“Combattere insieme il terrorismo, da qualsiasi direzione esso provenga”. Questo l’intento manifestato dal primo ministro israeliano Benjamin Netanyahu in un colloquio telefonico con il presidente dell’Autorità palestinese Mahmoud Abbas. Netanyahu ha reso visita ai familiari del piccolo Ali Saad Dawabsheh, ricoverati in un ospedale di Tel Aviv con gravissime ustioni sul corpo.

“Più che vergogna provo dolore, perché membri del mio popolo hanno scelto la via del terrorismo e hanno perso il volto umano”, le parole del presidente Reuven Rivlin (minacciato ieri di morte da alcuni estremisti). Ferma condanna all’ultima spirale di violenze è arrivata anche dalla società civile israeliana, che ha partecipato a due manifestazioni di piazza organizzate a Gerusalemme e Tel Aviv.

Nel frattempo rimane alta la tensione. È morto al Palestine Medical Complex il 17enne palestinese ferito negli scontri con la polizia israeliana esplosi nella notte tra venerdì e sabato nei pressi di un checkpoint militare vicino Ramallah.

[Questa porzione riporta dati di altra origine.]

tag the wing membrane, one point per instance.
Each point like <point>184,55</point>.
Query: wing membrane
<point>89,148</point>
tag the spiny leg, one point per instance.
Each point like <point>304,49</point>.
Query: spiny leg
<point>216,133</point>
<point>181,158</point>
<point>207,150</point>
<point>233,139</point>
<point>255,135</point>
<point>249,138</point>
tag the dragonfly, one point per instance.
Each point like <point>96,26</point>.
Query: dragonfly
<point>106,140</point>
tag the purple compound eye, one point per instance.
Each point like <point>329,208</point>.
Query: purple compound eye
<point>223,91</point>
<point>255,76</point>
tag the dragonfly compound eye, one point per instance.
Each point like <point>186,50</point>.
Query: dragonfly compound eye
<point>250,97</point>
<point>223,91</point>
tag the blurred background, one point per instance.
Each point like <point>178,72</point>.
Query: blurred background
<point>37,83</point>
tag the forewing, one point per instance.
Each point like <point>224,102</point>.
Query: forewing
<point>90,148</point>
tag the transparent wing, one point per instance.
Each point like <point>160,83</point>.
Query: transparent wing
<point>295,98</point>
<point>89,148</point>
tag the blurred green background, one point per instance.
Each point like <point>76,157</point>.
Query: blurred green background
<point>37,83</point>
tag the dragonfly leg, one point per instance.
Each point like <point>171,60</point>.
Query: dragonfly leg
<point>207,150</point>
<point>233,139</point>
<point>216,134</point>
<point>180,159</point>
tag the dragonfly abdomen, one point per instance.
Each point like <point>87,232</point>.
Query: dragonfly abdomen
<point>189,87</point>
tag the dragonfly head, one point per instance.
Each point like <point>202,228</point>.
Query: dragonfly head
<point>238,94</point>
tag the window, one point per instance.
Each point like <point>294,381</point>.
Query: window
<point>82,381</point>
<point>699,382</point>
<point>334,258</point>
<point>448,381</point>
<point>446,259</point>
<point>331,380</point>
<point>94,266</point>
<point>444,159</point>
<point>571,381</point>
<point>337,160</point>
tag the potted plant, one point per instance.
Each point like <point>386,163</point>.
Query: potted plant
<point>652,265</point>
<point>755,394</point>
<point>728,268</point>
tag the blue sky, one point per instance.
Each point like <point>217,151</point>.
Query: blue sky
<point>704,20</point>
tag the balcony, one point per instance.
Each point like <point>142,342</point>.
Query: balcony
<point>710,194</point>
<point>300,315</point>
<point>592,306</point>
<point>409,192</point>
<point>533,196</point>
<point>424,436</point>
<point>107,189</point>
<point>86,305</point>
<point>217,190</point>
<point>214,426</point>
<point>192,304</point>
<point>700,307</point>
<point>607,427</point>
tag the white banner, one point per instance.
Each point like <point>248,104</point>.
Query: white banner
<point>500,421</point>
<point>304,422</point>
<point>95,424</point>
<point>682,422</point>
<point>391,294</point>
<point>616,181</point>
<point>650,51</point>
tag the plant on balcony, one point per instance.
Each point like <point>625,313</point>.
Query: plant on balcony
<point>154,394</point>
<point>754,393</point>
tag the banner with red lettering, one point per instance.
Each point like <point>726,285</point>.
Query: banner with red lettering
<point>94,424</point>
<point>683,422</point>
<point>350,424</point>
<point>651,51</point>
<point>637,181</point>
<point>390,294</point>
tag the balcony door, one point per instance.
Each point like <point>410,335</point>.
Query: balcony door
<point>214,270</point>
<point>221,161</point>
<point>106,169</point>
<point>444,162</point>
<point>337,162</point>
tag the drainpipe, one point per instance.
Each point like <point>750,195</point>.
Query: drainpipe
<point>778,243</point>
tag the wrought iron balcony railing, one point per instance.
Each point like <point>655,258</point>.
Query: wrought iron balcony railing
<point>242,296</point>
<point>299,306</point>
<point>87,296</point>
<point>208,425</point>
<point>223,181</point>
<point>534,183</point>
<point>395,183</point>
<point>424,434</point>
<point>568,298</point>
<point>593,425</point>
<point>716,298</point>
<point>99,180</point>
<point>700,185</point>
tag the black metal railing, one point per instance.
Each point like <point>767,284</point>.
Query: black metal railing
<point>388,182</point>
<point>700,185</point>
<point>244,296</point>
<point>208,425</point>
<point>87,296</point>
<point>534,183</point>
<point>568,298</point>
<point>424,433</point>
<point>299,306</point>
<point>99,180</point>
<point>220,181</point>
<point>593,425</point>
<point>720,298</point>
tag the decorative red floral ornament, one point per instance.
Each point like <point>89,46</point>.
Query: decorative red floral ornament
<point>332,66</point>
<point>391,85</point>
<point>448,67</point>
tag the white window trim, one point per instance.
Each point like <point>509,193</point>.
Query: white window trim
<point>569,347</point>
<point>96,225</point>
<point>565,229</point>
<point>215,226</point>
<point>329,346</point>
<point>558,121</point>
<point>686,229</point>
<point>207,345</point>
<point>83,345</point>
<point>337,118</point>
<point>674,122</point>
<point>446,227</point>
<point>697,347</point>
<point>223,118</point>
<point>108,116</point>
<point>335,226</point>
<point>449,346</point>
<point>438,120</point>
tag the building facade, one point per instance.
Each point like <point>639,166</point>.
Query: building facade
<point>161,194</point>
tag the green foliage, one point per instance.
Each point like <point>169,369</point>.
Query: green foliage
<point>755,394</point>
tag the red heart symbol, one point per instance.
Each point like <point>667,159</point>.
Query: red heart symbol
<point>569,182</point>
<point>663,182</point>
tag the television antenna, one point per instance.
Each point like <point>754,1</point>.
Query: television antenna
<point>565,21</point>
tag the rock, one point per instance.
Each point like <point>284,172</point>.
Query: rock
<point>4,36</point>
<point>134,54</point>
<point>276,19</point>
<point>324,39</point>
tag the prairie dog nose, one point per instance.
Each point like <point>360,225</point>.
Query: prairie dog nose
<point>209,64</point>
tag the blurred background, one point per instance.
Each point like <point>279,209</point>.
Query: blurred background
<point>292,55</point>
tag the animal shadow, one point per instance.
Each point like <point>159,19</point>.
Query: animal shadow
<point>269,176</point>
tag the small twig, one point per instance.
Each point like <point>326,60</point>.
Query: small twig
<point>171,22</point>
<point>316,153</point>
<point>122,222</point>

Subito dopo i suoi funerali, a cui hanno partecipato in migliaia, sono esplosi nuovi disordini a Jazalon, e poi anche nel villaggio di Kusra, in Cisgiordania.

 Ad alcuni quotidiani, il leader del partito israeliano d’opposizione Yesh Atid, Yair Lapid, ha commentato: “Faremo di tutto per evitare che la tensione di questi giorni sfoci in una terza Intifada, ma anche i palestinesi devono fare la loro parte”.